E para a minha sorte, ainda no Armazém Viera, eu encontrei um Postal Publicitário falando sobre um tal de "Roteiro Turístico do Parque Arqueoastronômico Fortaleza da Barra da Lagoa" e pude pesquisar melhor sobre essa iniciativa no outro dia. Só isso, já renderiam diversas páginas de relato, portanto, me limito a indicar o site http://www.imma.cjb.net/ para maiores informações por parte dos curiosos como eu. Só digo uma coisa: vale a pena conhecer! É super interessante e cheio de suspense do tipo "acredite se quiser"!! (rs)

Na sexta-feira, fui encontrar com minha amiga só à noite, depois de 22h e ficamos até as 4h da manhã colocando a conversa de 15 anos em dia. É claro que isso nem foi o começo, mas enfim... deu para nos atualizarmos sobre nossos assuntos (rs). Sábado, um dia pela Ilha. Mirante. Praias mais famosinhas (Mole, Joaquina, Barra da Lagoa, etc.) e sul da Ilha (Açores). À noite, nos Açores, tive a super, querida e especial visita de meu pai e resolvemos comer e beber em outro local que eu, com certeza indico a todos os mochileiros e viajantes de plantão ou não: Arantes! No Pântano do Sul. Uma pena que eu estava sem máquina fotográfica na hora para poder registrar o local.
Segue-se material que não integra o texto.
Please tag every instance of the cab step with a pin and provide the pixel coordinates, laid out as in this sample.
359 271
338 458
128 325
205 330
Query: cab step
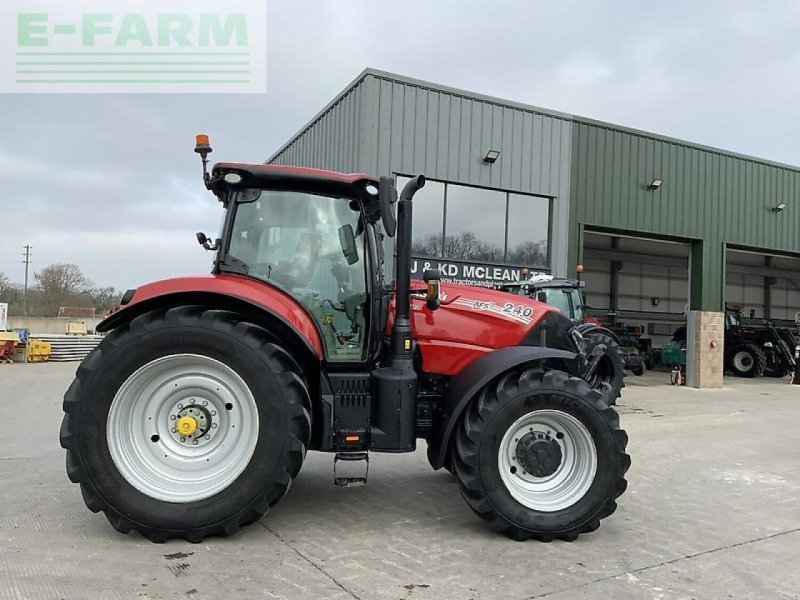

Ele fica de frente para o mar, também é um lugar tradicional. Também produz pinga (o povo de lá parece gostar muito disso, né?!) e todos podem deixar um recado, um bilhete, colado em qqr lugar do bar. O mais interessante é que a pinga deles fica à disposiçao. De graça. Você pode tomar quantas vezes quiser, em uns copinhos de barro que eles disponibilizam... muito bacana!! Mas é claro que eu, meu pai e minha amiga Lígia, que não nos cabíamos em nós mesmos de tanta alegria pelo reencontro de anos, tomamos uns 10 daqueles copinhos e saímos do bar rindo e cheios de "hic" (sabe aquele solucinho de bebado? esse "hic" é uma tentativa de representa-lo). O namorado da Ligia e o Totó, amigo de meu pai, que nos levaram para casa no fim da madrugada (rsrsrs). Mas antes, passamos no caixa e descobrimos que eles também vendiam garrafinhas daquela "iguaria" que nos foi oferecido gratuitamente. E um segredo que poucos sabem é que, se vc resolver levar o seu copinho de barro com vc, ninguém corre atrás pedindo para devolver. Ao sairmos, sorrateiramente com os copinhos nas mãos, acabamos descobrindo que isso tbem é tradição!! Eles não nos oferecem, como por exemplo, o fazem os donos do Bar do Alemão, no centro historico de Curitiba. No Bar do Alemão, quando vc pede um submarino (uma bebida tradicional do bar), os garçons te avisam que vc pode levar o canequinho para casa. No Arantes, não avisam, mas vc também pode levar. E todos levam!! É tradição!!!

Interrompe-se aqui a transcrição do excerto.